There are a host of similar articles about several other funds, but I’m sure you’re family office risk manager is all over it on your behalf. Good luck with you index exposure.
Impressive BS as usual. First, I didn’t infer you meant Michigan lost $ on China. You said schools did. I doubt it. You’ve proven nothing. Hard to have lost money in China recently if your investments are diversified as all large endowments are.
Show me some actual data in all these schools that recently lost money in their investments in China. Nothing else please simply a tad of evidence.
Cool it down guys…and back to the topic at hand. From what I have seen, no university has posted preliminary figures yet (usually, by now, many universities release some sort of figure), which tells me that this have been a mediocre/bad year for most university endowment funds.
“Impressive BS as usual.”
No, what is impressive is your prescience or your telepathy: we have never interacted before this mail exchange, yet you know what is usual. Impressive. I’ll tell my grandchildren about the guy I never met who could predict the future without using the past.
“First, I didn’t infer you meant Michigan lost $ on China. You said schools did. I doubt it. You’ve proven nothing.
Yes, I’m sure that the news excerpt that I provided and the numerous on-line links available out there allow you to maintain that doubt in the face of overwhelming empirically available evidence. Clearly, you don’t want to be wrong so actual events don’t impinge on your theories. Well played: denial is a powerful driver of self-delusion.
“Hard to have lost money in China recently if your investments are diversified as all large endowments are.”
I have a parrot that could say this, but diversification is utterly worthless if you experience event risk and/or credit risk which is not coupled with macro economic basis-vectors. This concept seems to elude you. What good is an investment in the S&P compared to owning the one company that loses 50% while the index is returning 10%? What is the value of a 50%/50% portfolio in that context? Are you winning or losing?

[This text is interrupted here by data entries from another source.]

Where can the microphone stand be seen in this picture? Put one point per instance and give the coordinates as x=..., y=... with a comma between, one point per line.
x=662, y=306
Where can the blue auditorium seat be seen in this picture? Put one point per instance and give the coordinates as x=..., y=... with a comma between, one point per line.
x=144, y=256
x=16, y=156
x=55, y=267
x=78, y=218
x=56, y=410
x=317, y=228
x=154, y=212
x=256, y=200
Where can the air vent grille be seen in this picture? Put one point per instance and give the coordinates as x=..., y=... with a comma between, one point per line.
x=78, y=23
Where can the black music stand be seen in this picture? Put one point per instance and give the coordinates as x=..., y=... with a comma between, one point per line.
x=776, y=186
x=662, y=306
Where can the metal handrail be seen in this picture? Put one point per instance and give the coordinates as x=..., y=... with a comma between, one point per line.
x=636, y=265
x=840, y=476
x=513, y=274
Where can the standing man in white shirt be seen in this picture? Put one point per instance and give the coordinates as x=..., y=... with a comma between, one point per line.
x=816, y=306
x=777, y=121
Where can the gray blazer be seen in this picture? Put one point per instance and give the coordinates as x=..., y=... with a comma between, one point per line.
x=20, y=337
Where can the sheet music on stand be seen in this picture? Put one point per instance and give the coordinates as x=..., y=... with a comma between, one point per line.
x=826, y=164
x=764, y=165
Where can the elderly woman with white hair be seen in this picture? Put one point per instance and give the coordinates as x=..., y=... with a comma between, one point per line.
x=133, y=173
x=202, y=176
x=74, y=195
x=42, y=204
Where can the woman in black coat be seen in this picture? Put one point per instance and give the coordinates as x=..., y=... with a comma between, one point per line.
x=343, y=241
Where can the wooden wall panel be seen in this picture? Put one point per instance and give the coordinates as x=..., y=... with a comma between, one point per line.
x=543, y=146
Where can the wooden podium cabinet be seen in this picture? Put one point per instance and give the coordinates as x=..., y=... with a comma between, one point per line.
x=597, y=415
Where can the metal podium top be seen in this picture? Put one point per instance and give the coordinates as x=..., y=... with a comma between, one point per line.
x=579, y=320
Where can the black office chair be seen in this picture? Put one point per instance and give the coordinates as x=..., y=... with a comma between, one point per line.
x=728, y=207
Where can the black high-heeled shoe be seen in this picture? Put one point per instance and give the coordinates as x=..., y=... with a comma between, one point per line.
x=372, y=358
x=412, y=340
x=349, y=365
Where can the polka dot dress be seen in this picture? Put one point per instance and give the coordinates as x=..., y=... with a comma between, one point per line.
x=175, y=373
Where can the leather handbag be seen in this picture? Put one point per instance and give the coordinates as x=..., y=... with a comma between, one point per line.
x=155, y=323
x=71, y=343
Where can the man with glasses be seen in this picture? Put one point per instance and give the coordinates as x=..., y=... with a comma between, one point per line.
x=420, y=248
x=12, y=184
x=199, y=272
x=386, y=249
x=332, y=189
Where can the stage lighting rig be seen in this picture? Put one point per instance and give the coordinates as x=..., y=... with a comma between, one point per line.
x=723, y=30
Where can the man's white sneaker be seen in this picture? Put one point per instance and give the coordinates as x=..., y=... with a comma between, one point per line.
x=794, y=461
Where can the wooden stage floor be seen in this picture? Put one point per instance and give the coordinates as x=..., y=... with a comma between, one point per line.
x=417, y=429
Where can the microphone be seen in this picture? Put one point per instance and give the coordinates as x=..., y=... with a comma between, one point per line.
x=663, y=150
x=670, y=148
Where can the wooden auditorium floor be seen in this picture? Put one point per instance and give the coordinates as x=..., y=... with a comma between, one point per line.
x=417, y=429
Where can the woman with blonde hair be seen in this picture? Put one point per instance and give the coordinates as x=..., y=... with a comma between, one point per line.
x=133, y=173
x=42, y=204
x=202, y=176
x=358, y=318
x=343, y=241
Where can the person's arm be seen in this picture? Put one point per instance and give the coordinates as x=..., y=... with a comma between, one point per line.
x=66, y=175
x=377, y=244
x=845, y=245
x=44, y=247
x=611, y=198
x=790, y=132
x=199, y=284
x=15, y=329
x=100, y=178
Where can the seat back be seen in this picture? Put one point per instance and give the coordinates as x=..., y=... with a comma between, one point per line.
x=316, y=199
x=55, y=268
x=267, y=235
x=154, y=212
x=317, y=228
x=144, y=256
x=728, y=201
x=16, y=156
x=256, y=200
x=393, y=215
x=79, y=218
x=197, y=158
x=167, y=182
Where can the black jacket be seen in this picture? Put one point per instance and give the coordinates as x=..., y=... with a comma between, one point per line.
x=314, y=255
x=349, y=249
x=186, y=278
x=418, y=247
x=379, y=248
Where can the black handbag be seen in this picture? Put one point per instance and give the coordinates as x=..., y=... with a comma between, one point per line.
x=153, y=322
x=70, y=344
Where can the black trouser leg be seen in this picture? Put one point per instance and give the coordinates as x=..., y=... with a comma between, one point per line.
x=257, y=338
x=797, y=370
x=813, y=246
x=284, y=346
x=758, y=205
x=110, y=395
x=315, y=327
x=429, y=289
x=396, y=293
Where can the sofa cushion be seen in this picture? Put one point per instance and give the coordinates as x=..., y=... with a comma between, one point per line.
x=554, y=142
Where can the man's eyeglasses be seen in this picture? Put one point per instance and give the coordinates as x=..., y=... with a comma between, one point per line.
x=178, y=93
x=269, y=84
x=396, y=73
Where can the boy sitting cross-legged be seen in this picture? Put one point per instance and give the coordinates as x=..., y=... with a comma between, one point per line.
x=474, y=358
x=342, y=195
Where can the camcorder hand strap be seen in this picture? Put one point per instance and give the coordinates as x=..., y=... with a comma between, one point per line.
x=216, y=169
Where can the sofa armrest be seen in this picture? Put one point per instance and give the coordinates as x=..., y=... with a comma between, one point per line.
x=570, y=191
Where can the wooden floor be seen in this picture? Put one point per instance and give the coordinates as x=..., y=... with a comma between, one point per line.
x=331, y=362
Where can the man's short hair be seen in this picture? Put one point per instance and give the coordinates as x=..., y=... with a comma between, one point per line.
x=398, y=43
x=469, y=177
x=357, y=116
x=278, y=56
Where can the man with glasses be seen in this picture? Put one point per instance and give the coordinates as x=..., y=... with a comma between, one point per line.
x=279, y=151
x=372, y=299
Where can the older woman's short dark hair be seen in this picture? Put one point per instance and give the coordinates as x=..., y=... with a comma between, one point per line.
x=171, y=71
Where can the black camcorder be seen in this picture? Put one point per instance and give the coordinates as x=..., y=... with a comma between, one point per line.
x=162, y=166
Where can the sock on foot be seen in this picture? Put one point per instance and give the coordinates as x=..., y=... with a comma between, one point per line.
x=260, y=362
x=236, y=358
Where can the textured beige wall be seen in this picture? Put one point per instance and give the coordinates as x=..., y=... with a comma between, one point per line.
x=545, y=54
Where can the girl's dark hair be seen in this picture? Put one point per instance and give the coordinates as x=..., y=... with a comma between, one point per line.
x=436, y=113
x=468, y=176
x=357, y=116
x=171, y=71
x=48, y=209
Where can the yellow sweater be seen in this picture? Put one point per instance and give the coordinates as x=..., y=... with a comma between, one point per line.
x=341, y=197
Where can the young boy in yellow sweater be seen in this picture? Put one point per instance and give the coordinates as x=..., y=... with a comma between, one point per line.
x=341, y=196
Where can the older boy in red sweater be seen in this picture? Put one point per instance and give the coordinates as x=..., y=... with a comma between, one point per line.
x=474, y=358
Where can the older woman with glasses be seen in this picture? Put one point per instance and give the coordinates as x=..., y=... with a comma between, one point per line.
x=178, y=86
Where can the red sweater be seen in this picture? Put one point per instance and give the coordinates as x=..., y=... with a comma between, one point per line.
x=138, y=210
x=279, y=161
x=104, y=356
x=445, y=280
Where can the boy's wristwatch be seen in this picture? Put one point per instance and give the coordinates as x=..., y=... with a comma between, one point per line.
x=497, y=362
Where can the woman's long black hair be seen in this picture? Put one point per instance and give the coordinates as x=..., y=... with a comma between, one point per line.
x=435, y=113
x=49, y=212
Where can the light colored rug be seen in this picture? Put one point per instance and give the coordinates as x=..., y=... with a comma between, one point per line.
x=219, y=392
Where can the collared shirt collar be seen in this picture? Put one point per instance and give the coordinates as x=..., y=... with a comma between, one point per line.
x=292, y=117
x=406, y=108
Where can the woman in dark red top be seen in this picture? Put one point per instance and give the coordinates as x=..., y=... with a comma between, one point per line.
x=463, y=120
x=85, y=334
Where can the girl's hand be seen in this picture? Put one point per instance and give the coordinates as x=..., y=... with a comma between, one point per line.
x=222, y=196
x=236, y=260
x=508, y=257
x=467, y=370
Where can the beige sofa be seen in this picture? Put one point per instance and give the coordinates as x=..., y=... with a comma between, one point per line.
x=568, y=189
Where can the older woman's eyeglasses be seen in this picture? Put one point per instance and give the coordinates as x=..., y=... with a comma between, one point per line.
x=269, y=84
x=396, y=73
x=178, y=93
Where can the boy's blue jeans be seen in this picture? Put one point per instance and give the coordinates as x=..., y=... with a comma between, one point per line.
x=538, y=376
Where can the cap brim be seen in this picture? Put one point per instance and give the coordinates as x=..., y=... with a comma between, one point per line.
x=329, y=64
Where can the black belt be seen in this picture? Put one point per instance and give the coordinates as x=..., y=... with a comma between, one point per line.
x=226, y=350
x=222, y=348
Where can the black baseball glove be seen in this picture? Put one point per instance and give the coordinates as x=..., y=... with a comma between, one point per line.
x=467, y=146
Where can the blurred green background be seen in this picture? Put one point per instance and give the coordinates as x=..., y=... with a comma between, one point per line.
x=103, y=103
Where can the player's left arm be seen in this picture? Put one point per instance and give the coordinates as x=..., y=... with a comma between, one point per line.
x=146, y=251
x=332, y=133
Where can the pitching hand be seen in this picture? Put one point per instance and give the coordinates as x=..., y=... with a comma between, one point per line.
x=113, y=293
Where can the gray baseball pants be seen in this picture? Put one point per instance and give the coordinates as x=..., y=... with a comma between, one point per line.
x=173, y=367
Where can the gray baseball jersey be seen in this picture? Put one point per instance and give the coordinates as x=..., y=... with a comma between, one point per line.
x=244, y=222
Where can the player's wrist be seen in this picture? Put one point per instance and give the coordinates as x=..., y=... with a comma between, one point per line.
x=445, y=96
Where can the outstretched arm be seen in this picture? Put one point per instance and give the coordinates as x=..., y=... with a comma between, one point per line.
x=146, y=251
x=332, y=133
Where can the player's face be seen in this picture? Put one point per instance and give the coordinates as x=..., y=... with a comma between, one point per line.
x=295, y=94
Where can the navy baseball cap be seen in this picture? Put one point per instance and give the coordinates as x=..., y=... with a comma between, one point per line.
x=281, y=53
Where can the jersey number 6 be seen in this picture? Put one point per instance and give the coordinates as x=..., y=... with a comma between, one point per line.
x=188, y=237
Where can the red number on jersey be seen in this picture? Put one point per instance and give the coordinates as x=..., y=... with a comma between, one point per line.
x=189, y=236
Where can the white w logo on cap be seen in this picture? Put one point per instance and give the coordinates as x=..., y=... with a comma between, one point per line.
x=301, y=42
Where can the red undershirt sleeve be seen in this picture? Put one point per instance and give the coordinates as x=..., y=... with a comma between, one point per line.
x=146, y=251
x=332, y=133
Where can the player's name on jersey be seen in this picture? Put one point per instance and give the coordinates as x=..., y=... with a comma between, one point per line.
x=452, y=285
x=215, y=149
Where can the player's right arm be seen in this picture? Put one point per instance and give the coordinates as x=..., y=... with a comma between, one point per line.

“Show me some actual data in all these schools that recently lost money in their investments in China.”
You are deeply confused: I mentioned Michigan, I don’t have to carry an argument relative to “all schools”. Try to keep up. I don’t have to show you more data than you can glean from the excerpt already posted. If you insist on reading but not understanding it, I’m not going to bail you out. You’ll have to engage with the article with your own ability to understand it: clearly, Michigan THE SCHOOL UNDER DISCUSSION, has lost money as documented both in the article mentioned and other articles. Your lack of credulity concerns me not one whit.
“Nothing else please simply a tad of evidence.”
You’ve got the evidence and simply pretending it doesn’t exist won’t make you look like less of a fool to the other posters who have actually read and comprehended the thread.
“I don’t give a crap about one Morgan fund.”
Of course you don’t: you’d rather talk about the positive experience derived from an index Michigan does NOT invest in rather than the actual fund which lost the actual money which Michigan DOES own. You apparently don’t understand that wishful thinking about the Hang Seng doesn’t lead to spendable dollars in UM’s bank accout whereas the highly probable loses (as well as the 1300bps underperformance in some other funds in well documented articles) DOES result in actual losses. Your preference for homespun theories over actual facts will lead you to unfavorable investment results. Ignoring reality doesn’t make it go away.